Being a collection of 21 of Molly Brown's short stories from the past 10 years published by the new independent Big Engine imprint.

There are a number of themes treated herein: Molly loves stories about time travel and its attendant paradoxes but also, and not unconnectedly I think, unsettling tales about the nature of reality. Neither are anything new under the sun but these are well told and quite sufficiently confusing in the former case, and thought provoking in the latter.

The eponymous 'Bad timing' (optioned by Hollywood, I'm told) is a bumbling, cute and messed-up Mills & Boon novel that might have been written by a bloke (in the generic sense of 'a bloke')s. I can well imagine it as a film; Hugh Grant will have to be in it.

'Women on the edge of a cataclysm' wouldn't be made into a Hollywood film though because it reads like a pop version of Joanna Russ's feminist sf standard The Female Man, (and, suspiciously, the heroines in this version are all called Joanna) but with a lot of the heavier political baggage trimmed and replaced with some biting humour. I enjoyed it.

Other hits include 'The Psychomantium', which the title alone would swing, but the story itself is a worrying piece of horror; 'Choosing the Incubus', a sly modern take on 'The Exorcist' and ideas of women-as-victims; and 'Asleep at the Wheel', whose ending caught me napping! 'Learning to fly' is a lightweight but well presented piece that would fit well in many a 'Philosophy 101' course, and 'Feeding Julie' managed to completely ruin my everyday bus journey into work too, with its background details of grinding urban decay and misery.

Misses? Well, the short Fantasy pieces interspersed throughout did nothing for this reviewer - simply turning the tropes of fantasy on their head hasn't been anything new for quite some time now. But 'Rules of engagement', 'Waiting for the princess' and 'Ruella in love' were at least mostly quite short.

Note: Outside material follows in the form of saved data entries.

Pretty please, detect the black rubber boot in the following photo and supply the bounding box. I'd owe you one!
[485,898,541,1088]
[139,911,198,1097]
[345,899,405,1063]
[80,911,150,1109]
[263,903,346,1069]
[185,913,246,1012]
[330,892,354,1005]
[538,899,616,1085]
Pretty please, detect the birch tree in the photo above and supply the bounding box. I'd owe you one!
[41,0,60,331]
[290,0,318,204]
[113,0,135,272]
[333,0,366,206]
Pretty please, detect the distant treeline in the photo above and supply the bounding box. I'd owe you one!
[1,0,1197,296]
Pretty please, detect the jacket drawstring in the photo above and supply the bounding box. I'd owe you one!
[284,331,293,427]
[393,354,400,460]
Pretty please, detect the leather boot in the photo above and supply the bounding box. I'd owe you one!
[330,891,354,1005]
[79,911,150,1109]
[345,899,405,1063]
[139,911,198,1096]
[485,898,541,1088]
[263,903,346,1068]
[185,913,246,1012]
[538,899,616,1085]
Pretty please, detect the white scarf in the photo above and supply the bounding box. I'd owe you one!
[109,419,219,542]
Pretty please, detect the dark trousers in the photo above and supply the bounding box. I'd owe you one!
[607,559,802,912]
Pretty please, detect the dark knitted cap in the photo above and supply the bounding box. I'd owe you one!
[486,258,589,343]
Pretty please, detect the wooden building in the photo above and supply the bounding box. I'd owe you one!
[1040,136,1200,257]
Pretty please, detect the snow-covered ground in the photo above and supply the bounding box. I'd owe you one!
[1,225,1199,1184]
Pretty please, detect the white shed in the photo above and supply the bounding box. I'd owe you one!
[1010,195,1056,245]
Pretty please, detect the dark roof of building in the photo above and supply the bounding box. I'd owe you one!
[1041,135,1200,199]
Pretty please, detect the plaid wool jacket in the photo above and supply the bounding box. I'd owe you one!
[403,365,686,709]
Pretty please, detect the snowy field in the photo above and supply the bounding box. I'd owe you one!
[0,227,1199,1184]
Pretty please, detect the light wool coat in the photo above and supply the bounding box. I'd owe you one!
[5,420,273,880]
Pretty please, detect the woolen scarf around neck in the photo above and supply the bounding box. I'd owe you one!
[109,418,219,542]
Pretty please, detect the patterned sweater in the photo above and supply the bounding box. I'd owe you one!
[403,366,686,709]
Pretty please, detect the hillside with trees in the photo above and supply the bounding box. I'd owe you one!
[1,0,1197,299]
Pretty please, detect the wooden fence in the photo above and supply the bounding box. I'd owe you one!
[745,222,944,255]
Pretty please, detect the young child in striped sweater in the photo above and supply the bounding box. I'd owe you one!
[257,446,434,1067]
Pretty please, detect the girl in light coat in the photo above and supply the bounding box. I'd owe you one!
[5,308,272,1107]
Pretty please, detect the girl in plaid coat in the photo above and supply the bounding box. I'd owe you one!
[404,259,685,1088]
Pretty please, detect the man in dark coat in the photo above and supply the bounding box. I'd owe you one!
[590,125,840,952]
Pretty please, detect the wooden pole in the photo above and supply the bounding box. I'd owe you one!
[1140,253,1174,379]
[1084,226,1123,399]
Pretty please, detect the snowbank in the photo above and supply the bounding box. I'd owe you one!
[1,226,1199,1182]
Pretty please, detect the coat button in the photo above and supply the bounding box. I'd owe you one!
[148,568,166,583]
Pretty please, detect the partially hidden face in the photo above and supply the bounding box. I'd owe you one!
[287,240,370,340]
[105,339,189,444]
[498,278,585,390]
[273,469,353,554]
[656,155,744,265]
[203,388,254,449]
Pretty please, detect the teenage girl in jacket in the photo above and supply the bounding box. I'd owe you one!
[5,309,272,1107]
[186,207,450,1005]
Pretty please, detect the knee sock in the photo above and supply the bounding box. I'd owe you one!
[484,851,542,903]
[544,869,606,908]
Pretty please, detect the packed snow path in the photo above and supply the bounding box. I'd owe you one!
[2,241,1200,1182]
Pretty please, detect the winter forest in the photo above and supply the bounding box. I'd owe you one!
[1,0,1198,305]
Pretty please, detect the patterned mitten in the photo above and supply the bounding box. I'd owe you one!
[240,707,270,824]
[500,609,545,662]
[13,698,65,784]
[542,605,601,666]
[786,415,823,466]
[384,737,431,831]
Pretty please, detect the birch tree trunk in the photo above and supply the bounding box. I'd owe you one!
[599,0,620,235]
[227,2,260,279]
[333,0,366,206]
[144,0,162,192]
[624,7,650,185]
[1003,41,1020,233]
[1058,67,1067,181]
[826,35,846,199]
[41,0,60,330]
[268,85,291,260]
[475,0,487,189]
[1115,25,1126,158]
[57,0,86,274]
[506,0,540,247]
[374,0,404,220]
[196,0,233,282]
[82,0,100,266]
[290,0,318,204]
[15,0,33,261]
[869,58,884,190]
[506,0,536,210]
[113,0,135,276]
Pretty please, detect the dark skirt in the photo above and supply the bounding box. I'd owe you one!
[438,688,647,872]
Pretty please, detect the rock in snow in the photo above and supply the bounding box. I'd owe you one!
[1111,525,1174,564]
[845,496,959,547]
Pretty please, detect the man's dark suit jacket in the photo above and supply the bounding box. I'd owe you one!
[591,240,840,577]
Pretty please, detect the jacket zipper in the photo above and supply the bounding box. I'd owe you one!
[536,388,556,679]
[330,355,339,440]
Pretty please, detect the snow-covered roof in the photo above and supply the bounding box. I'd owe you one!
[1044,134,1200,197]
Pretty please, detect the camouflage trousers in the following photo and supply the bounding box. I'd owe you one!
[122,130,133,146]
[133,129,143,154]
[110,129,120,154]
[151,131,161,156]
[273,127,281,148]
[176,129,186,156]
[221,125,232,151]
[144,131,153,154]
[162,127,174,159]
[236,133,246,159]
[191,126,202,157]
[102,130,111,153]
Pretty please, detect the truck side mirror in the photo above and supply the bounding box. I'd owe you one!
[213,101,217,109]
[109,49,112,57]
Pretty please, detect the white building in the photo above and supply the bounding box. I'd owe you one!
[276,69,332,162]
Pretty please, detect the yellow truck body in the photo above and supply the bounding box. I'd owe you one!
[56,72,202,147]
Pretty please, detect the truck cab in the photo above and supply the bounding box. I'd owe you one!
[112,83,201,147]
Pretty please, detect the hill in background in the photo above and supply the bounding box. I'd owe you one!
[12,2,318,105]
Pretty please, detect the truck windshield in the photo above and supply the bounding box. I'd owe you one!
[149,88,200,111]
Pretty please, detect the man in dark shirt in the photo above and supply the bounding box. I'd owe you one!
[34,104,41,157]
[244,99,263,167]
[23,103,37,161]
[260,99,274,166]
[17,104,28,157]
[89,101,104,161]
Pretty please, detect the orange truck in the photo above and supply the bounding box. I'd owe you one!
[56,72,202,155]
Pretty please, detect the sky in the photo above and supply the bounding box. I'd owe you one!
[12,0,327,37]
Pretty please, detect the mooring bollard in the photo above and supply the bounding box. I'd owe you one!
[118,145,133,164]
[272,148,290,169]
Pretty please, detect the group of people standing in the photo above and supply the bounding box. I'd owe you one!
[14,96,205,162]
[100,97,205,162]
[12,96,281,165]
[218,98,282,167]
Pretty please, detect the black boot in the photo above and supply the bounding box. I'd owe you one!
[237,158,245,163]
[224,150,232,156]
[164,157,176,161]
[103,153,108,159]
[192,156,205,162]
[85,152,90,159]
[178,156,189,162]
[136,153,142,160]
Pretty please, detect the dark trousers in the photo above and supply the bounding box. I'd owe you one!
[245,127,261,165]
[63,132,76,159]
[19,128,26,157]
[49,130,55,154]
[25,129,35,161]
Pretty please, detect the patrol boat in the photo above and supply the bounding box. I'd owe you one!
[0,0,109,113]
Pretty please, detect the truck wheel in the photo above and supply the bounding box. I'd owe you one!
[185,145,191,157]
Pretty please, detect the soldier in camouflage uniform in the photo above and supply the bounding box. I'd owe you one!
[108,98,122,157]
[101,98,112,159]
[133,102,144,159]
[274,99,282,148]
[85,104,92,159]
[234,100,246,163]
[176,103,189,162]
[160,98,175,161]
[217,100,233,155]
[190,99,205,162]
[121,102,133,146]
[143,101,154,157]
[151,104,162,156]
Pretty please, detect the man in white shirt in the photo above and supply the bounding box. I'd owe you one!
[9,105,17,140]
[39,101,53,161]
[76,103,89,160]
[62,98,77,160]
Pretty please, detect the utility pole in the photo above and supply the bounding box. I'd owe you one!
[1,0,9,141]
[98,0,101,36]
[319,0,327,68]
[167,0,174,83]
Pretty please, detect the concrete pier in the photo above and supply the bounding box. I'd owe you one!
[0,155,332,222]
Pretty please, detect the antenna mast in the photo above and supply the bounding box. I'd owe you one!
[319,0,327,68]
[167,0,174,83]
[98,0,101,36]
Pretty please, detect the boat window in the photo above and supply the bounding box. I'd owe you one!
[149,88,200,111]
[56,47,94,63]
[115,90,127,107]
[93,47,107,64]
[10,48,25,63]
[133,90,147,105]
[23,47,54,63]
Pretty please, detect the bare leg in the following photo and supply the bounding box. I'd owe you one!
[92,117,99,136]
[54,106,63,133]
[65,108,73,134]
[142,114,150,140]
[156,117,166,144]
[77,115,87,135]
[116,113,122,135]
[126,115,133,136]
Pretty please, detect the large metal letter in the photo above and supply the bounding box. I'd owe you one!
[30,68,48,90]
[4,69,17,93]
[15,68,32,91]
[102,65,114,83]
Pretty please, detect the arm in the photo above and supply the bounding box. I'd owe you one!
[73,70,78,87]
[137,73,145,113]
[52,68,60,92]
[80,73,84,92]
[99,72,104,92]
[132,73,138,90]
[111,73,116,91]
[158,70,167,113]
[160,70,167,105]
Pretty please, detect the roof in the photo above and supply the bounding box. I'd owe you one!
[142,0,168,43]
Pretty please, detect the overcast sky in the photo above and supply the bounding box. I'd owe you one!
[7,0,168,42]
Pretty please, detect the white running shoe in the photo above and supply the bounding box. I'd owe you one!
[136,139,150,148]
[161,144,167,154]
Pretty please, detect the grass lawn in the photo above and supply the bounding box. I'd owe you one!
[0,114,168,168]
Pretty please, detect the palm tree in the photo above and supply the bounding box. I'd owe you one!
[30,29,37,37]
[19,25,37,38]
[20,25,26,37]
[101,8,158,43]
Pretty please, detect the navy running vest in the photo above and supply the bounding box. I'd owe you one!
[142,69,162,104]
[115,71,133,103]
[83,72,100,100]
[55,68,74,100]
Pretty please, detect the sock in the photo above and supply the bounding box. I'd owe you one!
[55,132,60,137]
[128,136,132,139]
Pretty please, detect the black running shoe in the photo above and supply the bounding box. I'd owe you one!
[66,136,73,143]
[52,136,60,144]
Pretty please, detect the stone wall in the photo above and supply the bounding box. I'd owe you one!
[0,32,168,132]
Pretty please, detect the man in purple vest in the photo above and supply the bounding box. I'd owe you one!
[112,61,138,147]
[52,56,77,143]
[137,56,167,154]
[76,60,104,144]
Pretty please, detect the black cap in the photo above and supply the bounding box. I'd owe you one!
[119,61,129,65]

Molly Brown isn't the very best writer you'll ever read (if she is then you're reading the wrong books!), but she's funny, has some crazy ideas and doesn't take herself too seriously. Bad Timing won't be everybody's cup of tea -s the humour in many of the stories made me groan rather than laugh (groan with a wry smile, but still groan), but there's a wide enough variation in both form and content here that everyone will surely find something to enjoy.